Guess I have to buy another adapter.
Posts: 1,044
Threads: 2
Joined: Jun 2017
07-29-2020, 08:40 AM
(This post was last modified: 07-29-2020, 11:37 AM by ZerBea.)
Here you will get some good additional information:
https://www.siliceo.es/en/classification...ibilities/
https://www.siliceo.es/en/the-four-types...gnal-wifi/
I strongly recommend to only buy adapters with a chipset that is supported by native kernel module (inclusive monitor mode and full packet injection).
Otherwise (third party driver) you will run into a dependency hell on next kernel update.
To get information about driver, monitor mode and packet injection capabilities, read more here:
https://wikidevi.wi-cat.ru/Main_Page
To get information about the progress regarding wireless kernel drivers, read more here (Linux Wireless Mailing List):
https://patchwork.kernel.org/project/lin...less/list/
If a kernel driver doesn't support monitor mode or full packet injection, you can make a feature request here:
https://bugzilla.kernel.org/
Posts: 33
Threads: 3
Joined: Feb 2019
09-15-2020, 06:49 PM
(This post was last modified: 09-15-2020, 06:53 PM by ciccio17.)
hi zerbea, hope all is well, long time now. i use your tools from the first you have done to the last, and on every linux kernel, always with ath9k radios, and i never, never had any problem. also hcxdumptool is fenomenal on owt and ath9k.

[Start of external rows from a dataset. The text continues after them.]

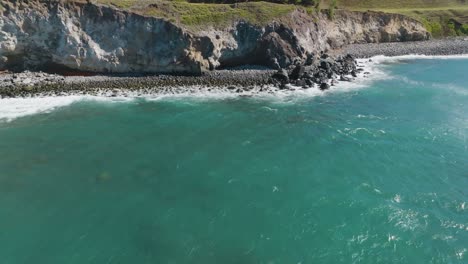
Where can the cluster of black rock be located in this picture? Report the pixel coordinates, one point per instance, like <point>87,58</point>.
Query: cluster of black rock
<point>316,71</point>
<point>323,70</point>
<point>28,78</point>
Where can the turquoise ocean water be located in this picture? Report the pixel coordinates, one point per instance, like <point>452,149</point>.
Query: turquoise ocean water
<point>377,174</point>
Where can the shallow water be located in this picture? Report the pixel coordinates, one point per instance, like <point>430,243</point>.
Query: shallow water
<point>373,174</point>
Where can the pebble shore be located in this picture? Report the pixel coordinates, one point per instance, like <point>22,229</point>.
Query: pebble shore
<point>30,84</point>
<point>449,46</point>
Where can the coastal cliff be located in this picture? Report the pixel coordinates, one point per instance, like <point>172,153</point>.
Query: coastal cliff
<point>98,38</point>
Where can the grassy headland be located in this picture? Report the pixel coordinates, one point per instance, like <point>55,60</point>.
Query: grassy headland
<point>440,17</point>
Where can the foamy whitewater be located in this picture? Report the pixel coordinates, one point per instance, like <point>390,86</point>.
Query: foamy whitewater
<point>11,108</point>
<point>372,171</point>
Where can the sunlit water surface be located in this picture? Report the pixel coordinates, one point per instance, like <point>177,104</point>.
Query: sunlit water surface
<point>377,174</point>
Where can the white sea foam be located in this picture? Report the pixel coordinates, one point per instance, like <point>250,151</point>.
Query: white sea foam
<point>12,108</point>
<point>374,70</point>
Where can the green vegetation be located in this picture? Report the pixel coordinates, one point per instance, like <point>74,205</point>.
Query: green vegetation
<point>200,14</point>
<point>440,17</point>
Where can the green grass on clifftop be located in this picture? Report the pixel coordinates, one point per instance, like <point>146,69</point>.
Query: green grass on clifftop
<point>202,14</point>
<point>440,17</point>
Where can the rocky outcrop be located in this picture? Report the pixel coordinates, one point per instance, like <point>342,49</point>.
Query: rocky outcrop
<point>88,37</point>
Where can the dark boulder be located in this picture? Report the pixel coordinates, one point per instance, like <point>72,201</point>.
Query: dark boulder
<point>324,86</point>
<point>297,72</point>
<point>344,78</point>
<point>281,75</point>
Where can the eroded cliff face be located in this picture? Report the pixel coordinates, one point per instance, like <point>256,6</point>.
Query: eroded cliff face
<point>88,37</point>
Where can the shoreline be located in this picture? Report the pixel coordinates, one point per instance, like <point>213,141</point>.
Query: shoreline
<point>241,81</point>
<point>434,47</point>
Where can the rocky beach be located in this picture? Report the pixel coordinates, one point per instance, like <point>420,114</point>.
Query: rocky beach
<point>321,72</point>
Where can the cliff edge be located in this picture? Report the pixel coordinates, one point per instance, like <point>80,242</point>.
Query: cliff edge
<point>38,35</point>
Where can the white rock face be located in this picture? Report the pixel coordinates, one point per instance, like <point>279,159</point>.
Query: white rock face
<point>88,37</point>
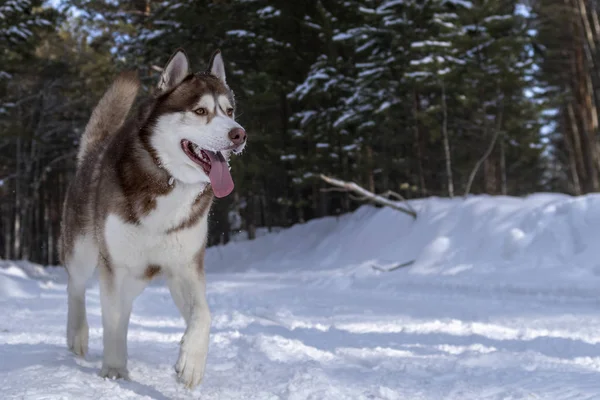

i have it running on kernel 4.4.xx, 4.14.xx, 4.19.xx, and now on kernel 5.4.xx and ath9k, never a problem.
Posts: 1,044
Threads: 2
Joined: Jun 2017
Nice to hear that.
Unfortunately driver was broken on other kernel versions for a few months:
https://bugzilla.kernel.org/show_bug.cgi?id=208579
https://bugzilla.kernel.org/show_bug.cgi?id=208577
but that should be fixed, now.
BTW:
Latest git head of hcxtools/hcxdumptool received some nice improvements.
Additional I started to remove deprecated 2500/16800 tools because hashcat -m 22000 is working fine.
Posts: 33
Threads: 3
Joined: Feb 2019
10-23-2020, 07:39 PM
(This post was last modified: 10-23-2020, 11:54 PM by ciccio17.)
hi zerbea, hope all is well, i want ask you something about hcxdumptool. my question is:
it's possible to use other wifi channels , or this need a rewrite of the code? i can do that with airodump, but i'm not able to do that on hcxdumptool. thanks!
basically it's possible to set frequency?